Sunday, October 23, 2011

100 sites for fiction writers: #71 - authonomy

This is an ongoing series looking at websites that can be of help to fiction writers with their craft and career.


Book publishers are always looking for new, talented writers. For decades, publishers have found new writers through introduction letters from the writers themselves, and sometimes at conventions and through literary agents. A fear years ago, the publishing company HarperCollins decided to try something a little different. Which birthed the site known as authonomy.

At its most basic level, authonomy is another online community for writers, but it is unlike any other such community of which I'm aware, and offers the potential for writers to become published authors.

Without going into all the details and rules, here are the basics: Writers can join the site and upload several chapters from their work in progress, then readers and other writers look at the writing and get to rank it. At the end of each month, the five sample writings that are ranked the highest of all those on the site are handed over to a HarperCollins editorial board. The board reads the available material, then posts comments on the author's personal authonomy page. That's it, really, though several authors' books have been picked from the authonomy site for publishing through HarperCollins. There are no guarantees, of course, but this is one more potential road to publication.

Most recently, it has been announced that in 2012 authonomy has plans to publish 12 digital editions, and looking ahead is planning to publish 12 each year.

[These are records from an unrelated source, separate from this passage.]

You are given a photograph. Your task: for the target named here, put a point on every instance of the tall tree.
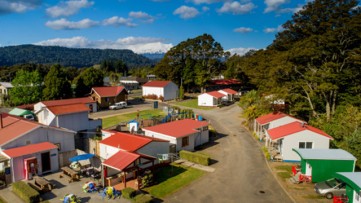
(194, 60)
(56, 84)
(27, 88)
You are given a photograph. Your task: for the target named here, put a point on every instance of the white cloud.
(204, 1)
(142, 15)
(273, 5)
(136, 44)
(186, 12)
(18, 6)
(236, 7)
(240, 51)
(119, 21)
(68, 8)
(63, 24)
(243, 29)
(271, 30)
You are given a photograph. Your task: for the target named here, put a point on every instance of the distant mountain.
(154, 56)
(76, 57)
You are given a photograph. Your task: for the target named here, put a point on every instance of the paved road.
(241, 175)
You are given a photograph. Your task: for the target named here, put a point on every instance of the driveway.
(241, 174)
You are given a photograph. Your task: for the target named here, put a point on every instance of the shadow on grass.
(164, 173)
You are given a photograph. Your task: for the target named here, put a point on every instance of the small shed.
(322, 164)
(353, 185)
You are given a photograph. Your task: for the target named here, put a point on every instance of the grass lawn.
(114, 120)
(171, 179)
(193, 103)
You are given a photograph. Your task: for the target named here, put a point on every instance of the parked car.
(330, 188)
(118, 105)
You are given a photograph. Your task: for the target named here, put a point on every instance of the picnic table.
(71, 173)
(43, 183)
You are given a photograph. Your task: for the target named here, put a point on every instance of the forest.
(75, 57)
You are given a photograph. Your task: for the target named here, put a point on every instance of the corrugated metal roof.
(83, 100)
(292, 128)
(325, 154)
(68, 109)
(29, 149)
(215, 94)
(121, 160)
(178, 128)
(156, 83)
(108, 91)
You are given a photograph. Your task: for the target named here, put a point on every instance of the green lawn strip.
(284, 168)
(192, 103)
(170, 180)
(145, 114)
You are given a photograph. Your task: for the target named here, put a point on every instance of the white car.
(118, 105)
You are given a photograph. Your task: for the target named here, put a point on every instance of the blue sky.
(143, 25)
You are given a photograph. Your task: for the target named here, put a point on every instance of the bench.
(71, 173)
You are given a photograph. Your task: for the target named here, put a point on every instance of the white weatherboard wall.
(292, 141)
(206, 100)
(45, 134)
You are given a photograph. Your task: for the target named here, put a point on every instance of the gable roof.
(14, 127)
(178, 128)
(83, 100)
(121, 160)
(68, 109)
(112, 91)
(215, 94)
(270, 117)
(229, 91)
(126, 142)
(292, 128)
(156, 83)
(29, 149)
(324, 154)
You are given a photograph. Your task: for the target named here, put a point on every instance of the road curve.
(241, 175)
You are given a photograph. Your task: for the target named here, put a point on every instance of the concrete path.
(241, 173)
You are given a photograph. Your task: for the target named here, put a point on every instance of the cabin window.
(305, 145)
(185, 141)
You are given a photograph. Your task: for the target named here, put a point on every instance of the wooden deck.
(130, 183)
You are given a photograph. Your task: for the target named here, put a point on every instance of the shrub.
(128, 193)
(143, 198)
(26, 192)
(195, 157)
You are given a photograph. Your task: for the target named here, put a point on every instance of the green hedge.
(143, 198)
(195, 157)
(128, 193)
(25, 192)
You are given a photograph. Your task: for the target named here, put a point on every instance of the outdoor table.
(70, 172)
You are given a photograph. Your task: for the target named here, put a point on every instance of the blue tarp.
(81, 157)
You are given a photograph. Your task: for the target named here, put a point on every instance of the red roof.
(126, 142)
(216, 94)
(225, 82)
(121, 160)
(29, 149)
(108, 91)
(292, 128)
(156, 83)
(14, 127)
(229, 91)
(178, 128)
(83, 100)
(270, 117)
(68, 109)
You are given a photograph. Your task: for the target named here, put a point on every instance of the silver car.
(330, 188)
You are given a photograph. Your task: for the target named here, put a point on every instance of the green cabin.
(322, 164)
(353, 185)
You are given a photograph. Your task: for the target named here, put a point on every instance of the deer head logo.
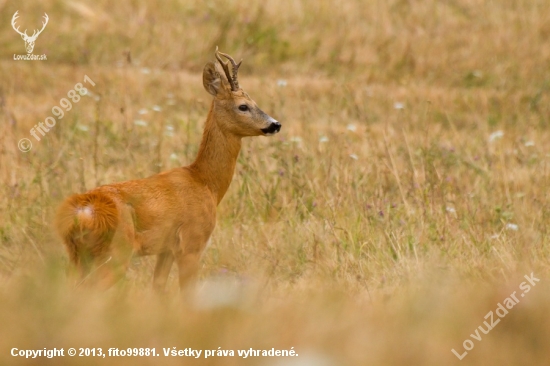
(29, 40)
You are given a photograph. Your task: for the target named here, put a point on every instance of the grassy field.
(404, 199)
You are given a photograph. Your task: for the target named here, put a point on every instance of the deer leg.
(162, 270)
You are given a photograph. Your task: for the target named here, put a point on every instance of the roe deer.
(171, 214)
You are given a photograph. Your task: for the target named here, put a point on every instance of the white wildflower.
(351, 127)
(140, 122)
(496, 135)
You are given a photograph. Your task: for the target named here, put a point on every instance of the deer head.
(29, 40)
(235, 111)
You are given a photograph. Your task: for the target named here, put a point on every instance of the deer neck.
(217, 156)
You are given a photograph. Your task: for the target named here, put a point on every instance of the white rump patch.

If any of those e-books sell well, then there will be print editions of them. So, this offers more potential for becoming published.

Like all online communities, one big key here is to become active on the site. Check out the Community and the Forum. Introduce yourself and spend some time getting to know others already there. Then when you feel comfortable, upload some of your writing and go for it.

1 comment:

Charles Gramlich said...

Sounds like they're trying to develop a kind of farm team approach to finding writers. Might work. I've heard of this site and new one person who took part in it. I visited to vote for her work but haven't been back.